2010: The year of the equity cheque

The average equity contribution to UK buyouts this year was 68.1% of the deal value: the highest proportion on record.

Private equity firms in the UK put more equity into their buyouts this year than ever before, according to data released Tuesday, as debt for acquisitions remained difficult to raise.

The average equity contribution to a UK buyout in 2010 was 68.1 percent of the deal value, according to the Centre for Management Buyout Research at Nottingham University. This is higher than in 2009, when the equivalent figure was 61.6 percent, and far higher than the data recorded at the height of the credit boom between 2005 and 2007, when the average equity cheque ranged from 35 to 40 percent.

With what has been a good market for high yield bonds, it has been possible for firms to bridge the deal with equity and put the high yield in place later.

William  Charnley

The average numbers may be skewed, however, by the high number of all-equity deals, said Sachin Date at Ernst and Young, the co-sponsors of the research.

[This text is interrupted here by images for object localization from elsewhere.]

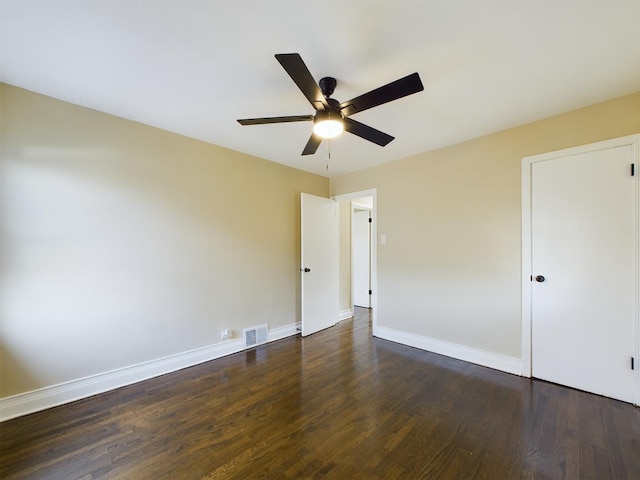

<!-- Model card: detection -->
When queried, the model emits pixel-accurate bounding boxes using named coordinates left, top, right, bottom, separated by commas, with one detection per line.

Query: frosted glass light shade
left=313, top=119, right=343, bottom=138
left=313, top=110, right=343, bottom=138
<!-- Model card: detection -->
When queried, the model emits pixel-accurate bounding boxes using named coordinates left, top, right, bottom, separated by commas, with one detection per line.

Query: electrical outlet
left=220, top=329, right=232, bottom=340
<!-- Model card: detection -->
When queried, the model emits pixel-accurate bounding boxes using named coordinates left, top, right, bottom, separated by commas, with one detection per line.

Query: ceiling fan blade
left=275, top=53, right=329, bottom=110
left=302, top=133, right=322, bottom=155
left=339, top=72, right=424, bottom=117
left=237, top=115, right=314, bottom=125
left=343, top=117, right=394, bottom=146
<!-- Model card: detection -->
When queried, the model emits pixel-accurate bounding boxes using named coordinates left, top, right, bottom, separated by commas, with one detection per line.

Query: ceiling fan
left=237, top=53, right=424, bottom=155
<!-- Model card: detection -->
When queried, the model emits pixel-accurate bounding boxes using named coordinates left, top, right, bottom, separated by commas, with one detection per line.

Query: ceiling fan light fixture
left=237, top=54, right=424, bottom=155
left=313, top=110, right=343, bottom=139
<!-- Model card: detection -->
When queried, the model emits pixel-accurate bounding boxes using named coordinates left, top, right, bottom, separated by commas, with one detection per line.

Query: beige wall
left=0, top=84, right=328, bottom=398
left=331, top=92, right=640, bottom=359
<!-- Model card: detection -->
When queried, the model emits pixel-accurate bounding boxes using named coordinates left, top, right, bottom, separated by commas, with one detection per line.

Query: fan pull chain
left=326, top=139, right=331, bottom=171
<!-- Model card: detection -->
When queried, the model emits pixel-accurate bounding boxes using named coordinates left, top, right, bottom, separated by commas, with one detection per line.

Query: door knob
left=301, top=267, right=311, bottom=273
left=535, top=275, right=545, bottom=282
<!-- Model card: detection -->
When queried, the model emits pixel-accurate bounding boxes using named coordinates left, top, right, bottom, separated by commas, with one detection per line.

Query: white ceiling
left=2, top=1, right=639, bottom=178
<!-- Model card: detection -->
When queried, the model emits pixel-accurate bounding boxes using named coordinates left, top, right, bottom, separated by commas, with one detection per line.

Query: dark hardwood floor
left=1, top=308, right=639, bottom=479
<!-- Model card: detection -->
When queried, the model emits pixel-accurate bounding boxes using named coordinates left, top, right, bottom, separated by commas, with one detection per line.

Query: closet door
left=530, top=143, right=636, bottom=403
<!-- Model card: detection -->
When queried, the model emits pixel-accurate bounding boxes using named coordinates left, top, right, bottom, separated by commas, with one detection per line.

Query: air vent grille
left=243, top=324, right=268, bottom=348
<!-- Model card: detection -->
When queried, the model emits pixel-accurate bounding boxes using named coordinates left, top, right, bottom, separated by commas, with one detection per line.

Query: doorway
left=334, top=189, right=378, bottom=335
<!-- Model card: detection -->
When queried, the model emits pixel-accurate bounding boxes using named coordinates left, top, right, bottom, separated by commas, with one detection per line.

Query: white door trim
left=333, top=188, right=378, bottom=335
left=521, top=134, right=640, bottom=406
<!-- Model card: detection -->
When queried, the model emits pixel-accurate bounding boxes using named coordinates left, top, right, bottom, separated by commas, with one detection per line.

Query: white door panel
left=531, top=145, right=636, bottom=403
left=353, top=209, right=371, bottom=308
left=301, top=193, right=338, bottom=336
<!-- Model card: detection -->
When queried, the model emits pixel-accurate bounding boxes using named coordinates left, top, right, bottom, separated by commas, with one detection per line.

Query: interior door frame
left=521, top=133, right=640, bottom=406
left=333, top=188, right=378, bottom=335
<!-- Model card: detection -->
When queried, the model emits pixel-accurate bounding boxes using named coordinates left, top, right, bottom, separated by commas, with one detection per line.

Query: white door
left=531, top=144, right=636, bottom=403
left=301, top=193, right=338, bottom=336
left=353, top=209, right=371, bottom=307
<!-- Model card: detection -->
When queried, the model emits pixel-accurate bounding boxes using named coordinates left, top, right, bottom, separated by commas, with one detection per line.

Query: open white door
left=301, top=193, right=338, bottom=336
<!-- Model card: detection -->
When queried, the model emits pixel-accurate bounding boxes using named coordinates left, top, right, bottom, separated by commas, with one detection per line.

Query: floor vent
left=243, top=324, right=268, bottom=348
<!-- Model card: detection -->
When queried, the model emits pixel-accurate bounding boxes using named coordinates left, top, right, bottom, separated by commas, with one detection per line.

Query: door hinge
left=632, top=357, right=635, bottom=370
left=631, top=164, right=635, bottom=176
left=368, top=217, right=372, bottom=223
left=369, top=290, right=372, bottom=295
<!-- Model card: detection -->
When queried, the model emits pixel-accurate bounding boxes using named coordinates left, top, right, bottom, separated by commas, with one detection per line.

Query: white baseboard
left=338, top=308, right=354, bottom=321
left=268, top=322, right=299, bottom=342
left=0, top=322, right=299, bottom=422
left=375, top=326, right=522, bottom=376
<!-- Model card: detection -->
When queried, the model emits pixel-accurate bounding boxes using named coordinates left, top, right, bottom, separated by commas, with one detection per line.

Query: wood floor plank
left=1, top=307, right=639, bottom=479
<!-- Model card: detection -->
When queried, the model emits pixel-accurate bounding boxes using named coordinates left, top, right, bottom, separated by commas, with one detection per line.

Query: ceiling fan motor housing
left=314, top=109, right=342, bottom=123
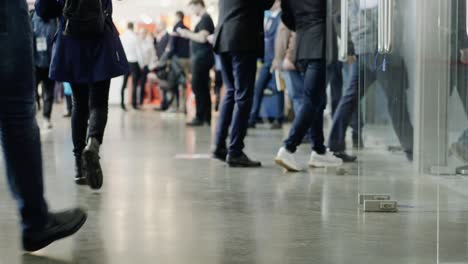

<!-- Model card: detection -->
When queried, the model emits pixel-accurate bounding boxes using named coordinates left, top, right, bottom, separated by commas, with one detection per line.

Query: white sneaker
left=308, top=151, right=343, bottom=168
left=275, top=147, right=302, bottom=172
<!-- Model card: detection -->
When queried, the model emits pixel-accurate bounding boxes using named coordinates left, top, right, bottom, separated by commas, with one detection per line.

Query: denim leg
left=329, top=56, right=375, bottom=152
left=284, top=60, right=327, bottom=154
left=248, top=63, right=272, bottom=124
left=282, top=70, right=304, bottom=116
left=327, top=61, right=344, bottom=116
left=228, top=53, right=258, bottom=156
left=215, top=53, right=236, bottom=149
left=0, top=0, right=48, bottom=231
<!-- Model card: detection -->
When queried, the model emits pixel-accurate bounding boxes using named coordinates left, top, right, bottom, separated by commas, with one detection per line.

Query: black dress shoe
left=213, top=147, right=228, bottom=162
left=248, top=122, right=256, bottom=129
left=227, top=153, right=262, bottom=168
left=74, top=176, right=88, bottom=185
left=22, top=208, right=87, bottom=252
left=270, top=121, right=282, bottom=130
left=74, top=157, right=87, bottom=185
left=186, top=119, right=204, bottom=127
left=334, top=152, right=357, bottom=163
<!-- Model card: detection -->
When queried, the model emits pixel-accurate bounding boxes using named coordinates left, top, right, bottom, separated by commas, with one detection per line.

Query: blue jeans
left=284, top=60, right=327, bottom=154
left=282, top=70, right=304, bottom=116
left=328, top=61, right=363, bottom=138
left=248, top=62, right=283, bottom=124
left=215, top=52, right=258, bottom=156
left=0, top=0, right=48, bottom=231
left=329, top=54, right=414, bottom=152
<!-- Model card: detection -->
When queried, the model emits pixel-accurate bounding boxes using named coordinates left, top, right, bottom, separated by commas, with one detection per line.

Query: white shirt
left=141, top=36, right=157, bottom=69
left=120, top=30, right=144, bottom=66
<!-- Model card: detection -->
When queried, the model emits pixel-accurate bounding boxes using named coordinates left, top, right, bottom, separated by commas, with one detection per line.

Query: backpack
left=62, top=0, right=110, bottom=38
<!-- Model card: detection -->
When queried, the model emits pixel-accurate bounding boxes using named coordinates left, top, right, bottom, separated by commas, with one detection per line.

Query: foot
left=352, top=136, right=364, bottom=149
left=74, top=157, right=87, bottom=186
left=334, top=152, right=357, bottom=163
left=227, top=152, right=262, bottom=168
left=212, top=146, right=228, bottom=162
left=22, top=208, right=87, bottom=252
left=405, top=150, right=413, bottom=162
left=186, top=119, right=204, bottom=127
left=308, top=151, right=343, bottom=168
left=82, top=138, right=103, bottom=190
left=270, top=121, right=282, bottom=130
left=43, top=119, right=53, bottom=130
left=248, top=122, right=256, bottom=129
left=121, top=103, right=127, bottom=111
left=132, top=106, right=140, bottom=111
left=275, top=147, right=302, bottom=172
left=63, top=112, right=72, bottom=118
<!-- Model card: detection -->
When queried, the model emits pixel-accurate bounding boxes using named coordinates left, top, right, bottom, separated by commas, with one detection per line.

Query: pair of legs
left=139, top=66, right=149, bottom=106
left=1, top=0, right=85, bottom=251
left=283, top=60, right=328, bottom=154
left=70, top=80, right=110, bottom=160
left=35, top=66, right=55, bottom=121
left=190, top=55, right=214, bottom=124
left=214, top=52, right=261, bottom=166
left=248, top=62, right=284, bottom=126
left=121, top=62, right=141, bottom=109
left=328, top=53, right=414, bottom=157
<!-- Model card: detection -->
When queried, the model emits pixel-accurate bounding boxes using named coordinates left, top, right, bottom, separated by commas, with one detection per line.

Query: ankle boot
left=82, top=138, right=103, bottom=190
left=74, top=157, right=87, bottom=185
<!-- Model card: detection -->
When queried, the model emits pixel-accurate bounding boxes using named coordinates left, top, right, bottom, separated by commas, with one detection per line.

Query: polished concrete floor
left=1, top=106, right=468, bottom=264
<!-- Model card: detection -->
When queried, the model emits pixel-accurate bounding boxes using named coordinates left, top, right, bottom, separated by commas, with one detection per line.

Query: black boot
left=82, top=138, right=103, bottom=190
left=74, top=156, right=87, bottom=185
left=226, top=152, right=262, bottom=168
left=22, top=208, right=87, bottom=252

“At the big end we are seeing more like 50-50 debt to equity,” said Date. “The CMBOR stats reflect the fact that a lot of deals – at the time of acquisition – were done using all equity.”

Reports of current investments being financed at a 50 percent loan to value include Apax Partners’ widely mooted bid of €8.5 billion bid for Danish support services business ISS, the capital for which is expected to include a €4 billion debt package.

“Debt, while it is available, is not always easy to come by,” said William Charnley, a partner with law firm Mayer Brown. “The firms will write bigger equity cheques – often underwriting the deal entirely with equity – until they can refinance it.”

“With what has been a good market for high yield bonds, it has been possible for firms to bridge the deal with equity and put the high yield in place later,” added Charnley.